TB II Excerpt #1

This is the first part of chapter one. Santascoy’s run-in with the train. Let’s get right into the action!


Rounding the corner of the tracks, Noman Santascoy knew the freight train would barrel into him. He screamed as the monstrous locomotive slammed head on into his Velocipede.

The power of the train shoved the front end of his single rider railbike up and off the tracks, forcing him into a wheelie. Then the Velocipede shot up in the air, hovering over Santascoy for an agonizing moment as his body smashed onto the tracks, his back landing painfully on the left rail. His ride followed him down, falling directly on top of him. Pain erupted in his legs, chest, head.

In the blink of an eye, the locomotive struck the Pirate King. Pain cascaded through his entire body as the engine’s cowcatcher pushed him up and off the tracks.

As he and his ride tumbled down the grassy embankment, the crumpled machine hit a rock, forcing it in a different direction from Santascoy’s mangled body.

Coming to rest in the dry, weed-filled valley, the remnants of the Velocipede smoked off in the distance. Santascoy groaned as he landed face down in the tall grass. The locomotive, seemingly oblivious to the mayhem it left it its wake, continued to roll south. It headed rapidly down the line until the ambient sounds of nature engulfed its repetitive echo.

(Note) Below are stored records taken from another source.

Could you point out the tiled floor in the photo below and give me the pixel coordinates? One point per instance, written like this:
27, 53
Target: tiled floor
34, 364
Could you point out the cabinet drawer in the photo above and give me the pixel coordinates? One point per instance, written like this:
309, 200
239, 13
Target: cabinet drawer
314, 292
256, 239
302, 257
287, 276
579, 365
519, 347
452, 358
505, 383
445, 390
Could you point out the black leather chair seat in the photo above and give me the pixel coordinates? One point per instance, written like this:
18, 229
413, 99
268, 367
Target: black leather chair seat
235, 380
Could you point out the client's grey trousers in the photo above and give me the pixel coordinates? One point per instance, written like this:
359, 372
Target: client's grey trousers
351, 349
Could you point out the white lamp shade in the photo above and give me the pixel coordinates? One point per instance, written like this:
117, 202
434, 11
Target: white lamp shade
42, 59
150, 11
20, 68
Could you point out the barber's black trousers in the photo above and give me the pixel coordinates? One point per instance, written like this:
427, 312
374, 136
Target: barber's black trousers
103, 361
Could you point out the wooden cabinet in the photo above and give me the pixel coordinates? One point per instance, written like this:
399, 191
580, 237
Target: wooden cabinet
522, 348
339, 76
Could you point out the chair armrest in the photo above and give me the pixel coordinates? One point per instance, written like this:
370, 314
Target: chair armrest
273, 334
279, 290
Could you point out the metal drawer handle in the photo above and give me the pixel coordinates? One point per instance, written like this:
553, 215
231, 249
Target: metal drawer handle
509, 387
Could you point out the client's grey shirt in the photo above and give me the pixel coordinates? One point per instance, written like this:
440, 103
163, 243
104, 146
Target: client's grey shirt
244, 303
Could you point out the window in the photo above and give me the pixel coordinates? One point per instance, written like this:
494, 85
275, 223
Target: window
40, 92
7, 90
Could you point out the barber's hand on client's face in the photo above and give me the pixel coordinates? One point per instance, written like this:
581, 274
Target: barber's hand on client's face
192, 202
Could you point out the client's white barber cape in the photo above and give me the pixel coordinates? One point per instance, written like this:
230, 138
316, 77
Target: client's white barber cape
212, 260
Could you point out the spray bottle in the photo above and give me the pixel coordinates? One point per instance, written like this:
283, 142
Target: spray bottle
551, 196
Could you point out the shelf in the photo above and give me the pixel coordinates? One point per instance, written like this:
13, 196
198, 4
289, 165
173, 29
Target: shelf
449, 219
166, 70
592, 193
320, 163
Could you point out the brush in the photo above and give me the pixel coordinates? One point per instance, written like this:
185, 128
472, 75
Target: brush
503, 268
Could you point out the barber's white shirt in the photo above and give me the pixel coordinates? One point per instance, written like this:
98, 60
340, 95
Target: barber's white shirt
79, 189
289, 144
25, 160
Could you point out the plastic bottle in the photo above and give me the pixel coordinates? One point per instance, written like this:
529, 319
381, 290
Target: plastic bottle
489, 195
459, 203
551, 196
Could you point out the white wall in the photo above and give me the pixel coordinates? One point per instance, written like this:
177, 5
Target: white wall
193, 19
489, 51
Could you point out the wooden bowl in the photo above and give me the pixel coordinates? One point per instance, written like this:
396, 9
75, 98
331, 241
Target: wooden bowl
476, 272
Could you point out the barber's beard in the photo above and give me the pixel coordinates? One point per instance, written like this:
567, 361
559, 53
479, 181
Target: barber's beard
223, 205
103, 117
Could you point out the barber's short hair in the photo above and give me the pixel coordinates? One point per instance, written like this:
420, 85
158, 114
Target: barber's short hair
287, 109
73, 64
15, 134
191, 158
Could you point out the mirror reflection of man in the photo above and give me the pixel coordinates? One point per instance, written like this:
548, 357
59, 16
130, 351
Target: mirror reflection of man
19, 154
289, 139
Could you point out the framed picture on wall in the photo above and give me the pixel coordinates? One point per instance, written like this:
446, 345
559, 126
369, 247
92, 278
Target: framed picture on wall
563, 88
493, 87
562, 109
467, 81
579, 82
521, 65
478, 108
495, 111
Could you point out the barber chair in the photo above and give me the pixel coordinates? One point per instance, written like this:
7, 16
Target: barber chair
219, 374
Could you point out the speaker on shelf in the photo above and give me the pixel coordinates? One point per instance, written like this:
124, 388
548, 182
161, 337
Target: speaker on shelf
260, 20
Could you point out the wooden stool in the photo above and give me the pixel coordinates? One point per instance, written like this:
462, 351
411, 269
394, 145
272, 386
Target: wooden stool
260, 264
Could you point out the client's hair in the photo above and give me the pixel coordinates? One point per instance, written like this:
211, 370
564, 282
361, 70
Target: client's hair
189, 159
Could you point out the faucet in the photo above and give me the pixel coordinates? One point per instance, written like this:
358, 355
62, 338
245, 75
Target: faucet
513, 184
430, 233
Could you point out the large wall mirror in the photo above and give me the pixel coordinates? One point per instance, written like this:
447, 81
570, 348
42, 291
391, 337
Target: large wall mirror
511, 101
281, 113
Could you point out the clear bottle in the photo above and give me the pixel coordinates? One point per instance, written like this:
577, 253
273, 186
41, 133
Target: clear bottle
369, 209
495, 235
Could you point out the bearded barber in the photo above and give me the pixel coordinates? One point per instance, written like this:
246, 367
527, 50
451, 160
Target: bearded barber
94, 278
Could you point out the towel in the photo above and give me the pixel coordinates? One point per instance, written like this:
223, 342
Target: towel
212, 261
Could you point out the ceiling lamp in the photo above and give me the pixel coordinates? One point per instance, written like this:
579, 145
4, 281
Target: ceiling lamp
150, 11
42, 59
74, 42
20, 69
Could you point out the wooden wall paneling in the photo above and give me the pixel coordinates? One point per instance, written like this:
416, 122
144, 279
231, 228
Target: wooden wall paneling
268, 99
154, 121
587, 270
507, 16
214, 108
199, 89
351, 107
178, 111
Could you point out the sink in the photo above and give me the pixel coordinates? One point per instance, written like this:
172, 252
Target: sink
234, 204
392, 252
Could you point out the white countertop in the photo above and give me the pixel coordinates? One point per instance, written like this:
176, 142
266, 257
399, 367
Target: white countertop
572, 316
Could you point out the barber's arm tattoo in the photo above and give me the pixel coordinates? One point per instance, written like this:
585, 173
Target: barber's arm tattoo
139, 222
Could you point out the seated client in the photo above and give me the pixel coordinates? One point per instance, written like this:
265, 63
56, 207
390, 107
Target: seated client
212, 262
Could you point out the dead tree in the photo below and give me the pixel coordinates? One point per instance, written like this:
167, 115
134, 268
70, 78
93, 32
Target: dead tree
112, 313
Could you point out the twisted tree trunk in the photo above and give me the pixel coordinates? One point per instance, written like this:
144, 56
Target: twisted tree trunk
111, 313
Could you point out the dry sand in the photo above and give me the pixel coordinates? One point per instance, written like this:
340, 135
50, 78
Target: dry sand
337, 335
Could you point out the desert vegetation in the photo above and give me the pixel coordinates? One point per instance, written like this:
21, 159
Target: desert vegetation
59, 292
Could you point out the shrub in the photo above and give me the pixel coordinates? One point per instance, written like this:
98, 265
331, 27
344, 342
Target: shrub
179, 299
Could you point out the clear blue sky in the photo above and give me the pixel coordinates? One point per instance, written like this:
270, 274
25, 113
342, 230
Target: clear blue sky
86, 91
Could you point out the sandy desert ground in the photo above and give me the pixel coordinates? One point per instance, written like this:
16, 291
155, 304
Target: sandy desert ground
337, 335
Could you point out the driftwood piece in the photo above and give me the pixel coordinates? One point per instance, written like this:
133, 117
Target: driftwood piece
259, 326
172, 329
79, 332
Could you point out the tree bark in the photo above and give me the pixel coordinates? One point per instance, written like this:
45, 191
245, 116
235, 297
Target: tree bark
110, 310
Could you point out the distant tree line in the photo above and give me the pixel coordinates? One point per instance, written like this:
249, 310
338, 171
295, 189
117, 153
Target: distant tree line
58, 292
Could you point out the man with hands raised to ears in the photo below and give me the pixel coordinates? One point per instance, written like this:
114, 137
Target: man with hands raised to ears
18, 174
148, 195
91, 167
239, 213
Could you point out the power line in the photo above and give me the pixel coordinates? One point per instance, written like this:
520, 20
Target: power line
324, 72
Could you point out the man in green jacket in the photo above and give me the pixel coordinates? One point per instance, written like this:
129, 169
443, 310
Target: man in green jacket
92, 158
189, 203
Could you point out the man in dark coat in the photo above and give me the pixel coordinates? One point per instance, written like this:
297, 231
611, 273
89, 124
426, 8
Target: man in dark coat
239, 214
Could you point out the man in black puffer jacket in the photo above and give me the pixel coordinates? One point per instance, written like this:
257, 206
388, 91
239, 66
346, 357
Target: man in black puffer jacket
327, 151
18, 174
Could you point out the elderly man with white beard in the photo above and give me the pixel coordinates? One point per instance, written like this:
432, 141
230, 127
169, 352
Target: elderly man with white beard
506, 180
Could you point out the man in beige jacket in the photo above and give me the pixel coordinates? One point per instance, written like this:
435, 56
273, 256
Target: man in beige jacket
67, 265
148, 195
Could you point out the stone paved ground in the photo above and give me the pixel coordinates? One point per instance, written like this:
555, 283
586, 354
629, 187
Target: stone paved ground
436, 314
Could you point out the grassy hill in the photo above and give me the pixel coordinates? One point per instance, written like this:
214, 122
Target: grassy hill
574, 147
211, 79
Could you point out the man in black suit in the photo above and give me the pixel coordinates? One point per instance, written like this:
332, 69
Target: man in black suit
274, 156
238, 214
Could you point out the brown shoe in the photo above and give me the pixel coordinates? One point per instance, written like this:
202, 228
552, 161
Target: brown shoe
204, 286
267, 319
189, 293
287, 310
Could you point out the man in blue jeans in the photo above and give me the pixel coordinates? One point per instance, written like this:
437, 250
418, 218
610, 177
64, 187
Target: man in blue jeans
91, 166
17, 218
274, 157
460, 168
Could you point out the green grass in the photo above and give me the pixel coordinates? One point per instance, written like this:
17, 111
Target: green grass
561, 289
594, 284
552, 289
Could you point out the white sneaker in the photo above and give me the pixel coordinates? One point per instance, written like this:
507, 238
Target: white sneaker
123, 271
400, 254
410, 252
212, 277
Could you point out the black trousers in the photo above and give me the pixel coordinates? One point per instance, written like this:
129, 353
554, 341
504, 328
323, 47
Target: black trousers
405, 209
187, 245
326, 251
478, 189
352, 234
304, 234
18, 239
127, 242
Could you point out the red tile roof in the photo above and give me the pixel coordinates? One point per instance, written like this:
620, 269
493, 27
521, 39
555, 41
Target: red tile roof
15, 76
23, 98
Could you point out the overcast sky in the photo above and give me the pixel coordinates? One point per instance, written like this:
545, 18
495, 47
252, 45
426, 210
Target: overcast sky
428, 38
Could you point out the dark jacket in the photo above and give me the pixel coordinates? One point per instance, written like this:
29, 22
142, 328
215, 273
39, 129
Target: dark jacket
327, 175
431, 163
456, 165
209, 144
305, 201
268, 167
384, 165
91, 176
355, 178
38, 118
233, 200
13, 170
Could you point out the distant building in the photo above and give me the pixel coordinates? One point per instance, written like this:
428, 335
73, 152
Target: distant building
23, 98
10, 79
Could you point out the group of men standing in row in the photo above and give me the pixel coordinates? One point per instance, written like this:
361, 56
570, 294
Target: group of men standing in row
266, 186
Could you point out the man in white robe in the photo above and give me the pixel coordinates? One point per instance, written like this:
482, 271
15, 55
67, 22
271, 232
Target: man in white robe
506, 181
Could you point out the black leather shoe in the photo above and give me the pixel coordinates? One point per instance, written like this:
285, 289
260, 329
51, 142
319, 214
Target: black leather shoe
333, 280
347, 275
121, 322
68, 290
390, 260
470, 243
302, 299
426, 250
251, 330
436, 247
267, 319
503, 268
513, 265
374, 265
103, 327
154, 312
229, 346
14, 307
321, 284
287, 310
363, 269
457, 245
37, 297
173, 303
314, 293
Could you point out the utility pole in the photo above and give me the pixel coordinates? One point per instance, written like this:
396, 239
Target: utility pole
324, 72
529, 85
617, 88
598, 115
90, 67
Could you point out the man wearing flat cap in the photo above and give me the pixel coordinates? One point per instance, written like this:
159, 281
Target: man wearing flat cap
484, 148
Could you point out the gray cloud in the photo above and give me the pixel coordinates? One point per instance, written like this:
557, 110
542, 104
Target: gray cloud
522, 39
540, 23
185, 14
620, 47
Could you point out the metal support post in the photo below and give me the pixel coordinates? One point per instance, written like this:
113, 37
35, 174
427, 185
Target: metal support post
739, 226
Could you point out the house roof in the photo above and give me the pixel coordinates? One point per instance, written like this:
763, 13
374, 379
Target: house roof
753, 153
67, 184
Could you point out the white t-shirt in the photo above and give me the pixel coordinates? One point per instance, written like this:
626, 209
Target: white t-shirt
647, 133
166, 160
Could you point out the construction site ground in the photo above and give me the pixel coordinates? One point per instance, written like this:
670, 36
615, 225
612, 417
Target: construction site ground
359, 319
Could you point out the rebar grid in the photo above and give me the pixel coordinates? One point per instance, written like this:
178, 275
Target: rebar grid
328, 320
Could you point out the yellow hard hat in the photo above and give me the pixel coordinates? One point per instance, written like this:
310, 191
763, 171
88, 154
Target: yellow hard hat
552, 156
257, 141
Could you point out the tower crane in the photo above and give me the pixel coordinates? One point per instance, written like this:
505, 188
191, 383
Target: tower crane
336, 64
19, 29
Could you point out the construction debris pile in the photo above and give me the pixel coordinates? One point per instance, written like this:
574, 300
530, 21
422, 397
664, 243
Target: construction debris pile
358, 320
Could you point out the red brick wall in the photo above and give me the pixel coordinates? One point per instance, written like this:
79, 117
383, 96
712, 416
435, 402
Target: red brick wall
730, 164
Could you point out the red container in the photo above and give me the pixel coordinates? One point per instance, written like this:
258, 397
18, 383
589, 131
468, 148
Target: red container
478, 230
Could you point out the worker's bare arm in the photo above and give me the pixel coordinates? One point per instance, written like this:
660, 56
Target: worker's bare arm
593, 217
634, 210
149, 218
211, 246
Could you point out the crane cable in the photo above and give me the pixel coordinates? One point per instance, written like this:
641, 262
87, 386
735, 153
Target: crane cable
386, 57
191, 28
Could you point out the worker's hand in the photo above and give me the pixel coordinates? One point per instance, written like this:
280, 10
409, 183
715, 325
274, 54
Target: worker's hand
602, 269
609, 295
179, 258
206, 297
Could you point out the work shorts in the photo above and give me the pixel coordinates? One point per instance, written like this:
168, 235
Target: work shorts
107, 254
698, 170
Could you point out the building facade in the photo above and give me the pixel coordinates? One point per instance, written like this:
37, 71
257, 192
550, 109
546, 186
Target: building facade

Everything hurt the Pirate King so intensely that he could not pinpoint any specific pain points. Santascoy knew the train had badly damaged one of his legs. Blood from a dozen wounds seeped onto the ground around him, but his leg felt numb, absent.

When he heard one of the Trachsel brothers yelling for the other, he fought the urge to succumb to unconsciousness. They were coming his way, to see if the he still had life in his broken body. If they found him alive, he would surely spend his life in prison. No, he raged internally, that must not happen!

“There,” Benjamin ‘Jam’ Trachsel yelled from somewhere seemingly far away. Everything felt so distant, like a dream world, or more accurately an anguish-filled nightmare.

When he felt the ground around him move and heard the crinkle of grass near his head, he knew they stood directly above him. “That’s a lot of blood,” Jackson ‘Jax’ Trachsel said, his voice faint.

Jam wedged his foot under Santascoy’s body. The Pirate leader steeled himself, forcing his eyes wide open with a pained grimace on his face as Jam forcefully rolled him to his back. Santascoy knew he could not hold this expression long, but he had to try.

The air assaulted Santascoy’s face and the light screamed at his brain to shut his eyes, but he commanded them to remain open, for just a moment longer. He stared at nothing, thought about nothing.

When he heard Jackson turn and vomit into a bush, Santascoy had to stifle a smile. Jam turned away from the body to comfort his brother, saying softly, “The King of the Track Pirates. He lived and died by the train.”

Only after the brothers turned and walked back up to the tracks did Santascoy allow the all-encompassing pain to overtake him and force him into unconsciousness.